Representantes do Posto Avançado de Atendimento Humanizado ao Migrante, da SejuDH, durante visita técnica aos indígenas venezuelanos de etnia Warao, instalados nos abrigos Domingos Zahluth e Casa de A (Foto: Wagner Almeida/ Ascom Sejudh)

A situação dos indígenas venezuelanos de etnia Warao, instalados nos abrigos Domingos Zahluth e Casa de Alta Gestão, foi verificada nesta segunda-feira (18) por representantes do Posto Avançado de Atendimento Humanizado ao Migrante (PAAHM), da Secretaria de Estado de Justiça e Direitos Humanos (SejuDH).
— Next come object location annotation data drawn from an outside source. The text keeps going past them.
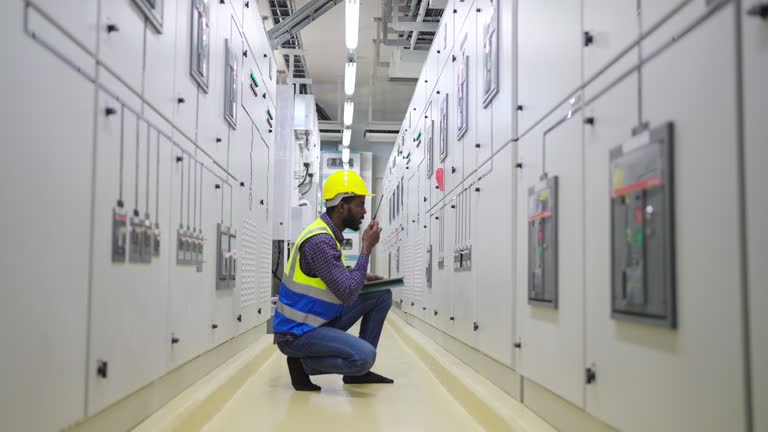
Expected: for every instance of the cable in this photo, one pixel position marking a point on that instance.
(181, 196)
(149, 175)
(157, 183)
(136, 195)
(277, 264)
(122, 139)
(189, 188)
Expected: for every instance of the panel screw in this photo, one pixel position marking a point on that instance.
(589, 39)
(591, 375)
(101, 369)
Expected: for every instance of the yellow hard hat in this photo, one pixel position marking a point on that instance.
(344, 183)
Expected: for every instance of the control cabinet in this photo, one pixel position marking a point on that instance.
(153, 10)
(642, 235)
(542, 243)
(201, 42)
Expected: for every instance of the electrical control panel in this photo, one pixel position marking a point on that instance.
(444, 127)
(140, 240)
(491, 56)
(430, 143)
(462, 90)
(462, 251)
(201, 42)
(119, 235)
(230, 85)
(153, 10)
(226, 261)
(542, 243)
(642, 235)
(428, 269)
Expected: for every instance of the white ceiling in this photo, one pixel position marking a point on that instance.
(325, 55)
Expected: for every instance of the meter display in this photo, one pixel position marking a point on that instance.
(543, 243)
(642, 235)
(201, 42)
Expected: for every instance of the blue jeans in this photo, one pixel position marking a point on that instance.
(331, 350)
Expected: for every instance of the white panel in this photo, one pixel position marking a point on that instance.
(160, 58)
(443, 42)
(79, 18)
(45, 182)
(549, 51)
(184, 86)
(469, 139)
(212, 128)
(613, 25)
(505, 104)
(133, 348)
(481, 147)
(190, 308)
(454, 163)
(240, 151)
(461, 9)
(237, 8)
(674, 372)
(755, 55)
(122, 49)
(552, 339)
(493, 260)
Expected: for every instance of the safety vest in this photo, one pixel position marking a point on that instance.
(305, 302)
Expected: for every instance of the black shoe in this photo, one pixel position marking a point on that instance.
(299, 378)
(367, 378)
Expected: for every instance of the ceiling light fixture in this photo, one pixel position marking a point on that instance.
(350, 72)
(349, 110)
(345, 155)
(352, 22)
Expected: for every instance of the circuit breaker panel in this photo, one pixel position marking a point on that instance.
(642, 246)
(201, 42)
(542, 243)
(230, 86)
(226, 261)
(462, 251)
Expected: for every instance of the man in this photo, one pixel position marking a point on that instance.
(320, 298)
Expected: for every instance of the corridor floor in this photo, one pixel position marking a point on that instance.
(416, 402)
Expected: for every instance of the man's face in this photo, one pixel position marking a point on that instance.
(354, 213)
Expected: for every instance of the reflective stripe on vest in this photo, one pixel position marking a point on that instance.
(305, 302)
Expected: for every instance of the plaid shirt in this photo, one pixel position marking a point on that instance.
(321, 257)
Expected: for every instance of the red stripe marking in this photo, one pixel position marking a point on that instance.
(641, 185)
(540, 215)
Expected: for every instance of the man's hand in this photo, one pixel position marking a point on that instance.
(371, 237)
(370, 277)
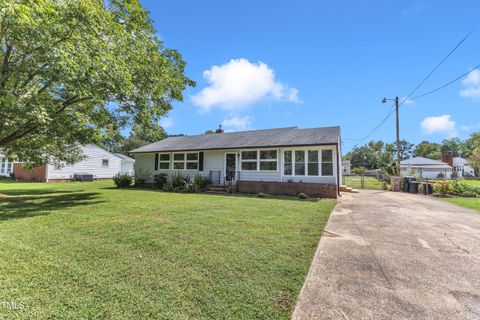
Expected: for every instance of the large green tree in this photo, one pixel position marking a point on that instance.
(428, 150)
(74, 71)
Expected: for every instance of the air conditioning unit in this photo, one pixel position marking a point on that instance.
(82, 177)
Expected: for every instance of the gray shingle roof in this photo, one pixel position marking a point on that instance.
(421, 161)
(123, 157)
(280, 137)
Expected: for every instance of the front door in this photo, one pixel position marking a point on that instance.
(230, 167)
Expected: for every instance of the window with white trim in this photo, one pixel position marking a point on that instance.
(192, 161)
(164, 161)
(185, 161)
(105, 163)
(179, 161)
(308, 162)
(287, 162)
(268, 160)
(312, 163)
(249, 160)
(327, 162)
(299, 162)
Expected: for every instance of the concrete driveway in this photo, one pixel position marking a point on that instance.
(387, 255)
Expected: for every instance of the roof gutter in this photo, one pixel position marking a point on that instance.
(238, 148)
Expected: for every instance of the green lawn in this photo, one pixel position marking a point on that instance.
(355, 182)
(90, 251)
(472, 203)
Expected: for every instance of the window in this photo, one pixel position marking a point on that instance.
(249, 160)
(268, 160)
(179, 161)
(327, 162)
(188, 161)
(312, 163)
(299, 162)
(164, 161)
(192, 161)
(287, 165)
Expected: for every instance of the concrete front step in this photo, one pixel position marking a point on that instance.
(348, 189)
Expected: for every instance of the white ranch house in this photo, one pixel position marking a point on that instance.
(284, 155)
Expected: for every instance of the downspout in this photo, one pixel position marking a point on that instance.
(338, 170)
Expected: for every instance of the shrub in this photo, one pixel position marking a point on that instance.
(168, 186)
(201, 182)
(123, 180)
(442, 187)
(359, 170)
(160, 179)
(302, 196)
(384, 185)
(141, 177)
(189, 187)
(178, 180)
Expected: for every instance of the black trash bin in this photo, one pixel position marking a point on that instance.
(406, 182)
(427, 188)
(413, 186)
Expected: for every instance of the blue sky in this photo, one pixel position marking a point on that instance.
(264, 64)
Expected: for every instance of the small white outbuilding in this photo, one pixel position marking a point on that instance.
(425, 168)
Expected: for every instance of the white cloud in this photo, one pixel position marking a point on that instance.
(469, 128)
(407, 100)
(236, 123)
(239, 84)
(439, 124)
(166, 123)
(472, 86)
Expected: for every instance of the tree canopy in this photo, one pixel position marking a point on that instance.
(77, 71)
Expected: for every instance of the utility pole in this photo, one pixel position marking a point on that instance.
(398, 133)
(398, 137)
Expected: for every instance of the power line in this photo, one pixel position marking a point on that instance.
(392, 109)
(439, 64)
(446, 84)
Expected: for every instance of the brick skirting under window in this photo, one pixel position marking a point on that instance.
(316, 190)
A visita técnica é decorrente da articulação da rede de instituições municipais, estaduais e federais para traçar estratégias com o objetivo de garantir moradia digna e subsistência dos refugiados. “Esta articulação entre as instituições, como a Funpapa, Cáritas, Seaster, Sociedade Civil, MPF, Unicef, ACNUR e outras, visa garantir aos indígenas da etnia Warao melhores condições de assistencialismo social e de garantia de direitos”, adiantou o coordenador Renato Menezes, da PAAHM.

A ampliação desta logística para moradia e acolhimento possibilita, ainda, melhorar o trabalho, com intuito de pontuar, quantificar e centralizar a prestação de serviços na emissão de documentos oficiais, ressaltou o titular da Sejudh, Rogério Barra. O secretário fez a observação para esclarecer o papel da instituição neste processo para obtenção dos documentos que consiste, estritamente, em articular políticas públicas para garantir o acesso dos índios venezuelanos a esses serviços.

O trabalho desenvolvido pela Sejudh em prol da população Warao é uma norma do Termo de Concretização de Direitos, que tem como objetivo especificar a atuação de cada órgão envolvido com a questão. A pasta, especificamente, trabalha na articulação para emissão do protocolo de refúgio junto a Polícia Federal, expedição de CPF junto a Receita Federal e Carteira de Trabalho junto a Superintendência Regional do Trabalho, reiterou o coordenador da PAAHM.

”A Sejudh atua como articuladora de Políticas Públicas. Nosso trabalho é coletar documentos, informações, realizar agendamento para atendimento, de modo que facilite o acesso da população indígena na retirada do Protocolo de Refúgio, que é emitido pela Polícia Federal, além da Carteira de Trabalho e CPF, que também são emitidos por seus órgãos competentes, Receita Federal e Superintendência do Trabalho”, reforçou Menezes.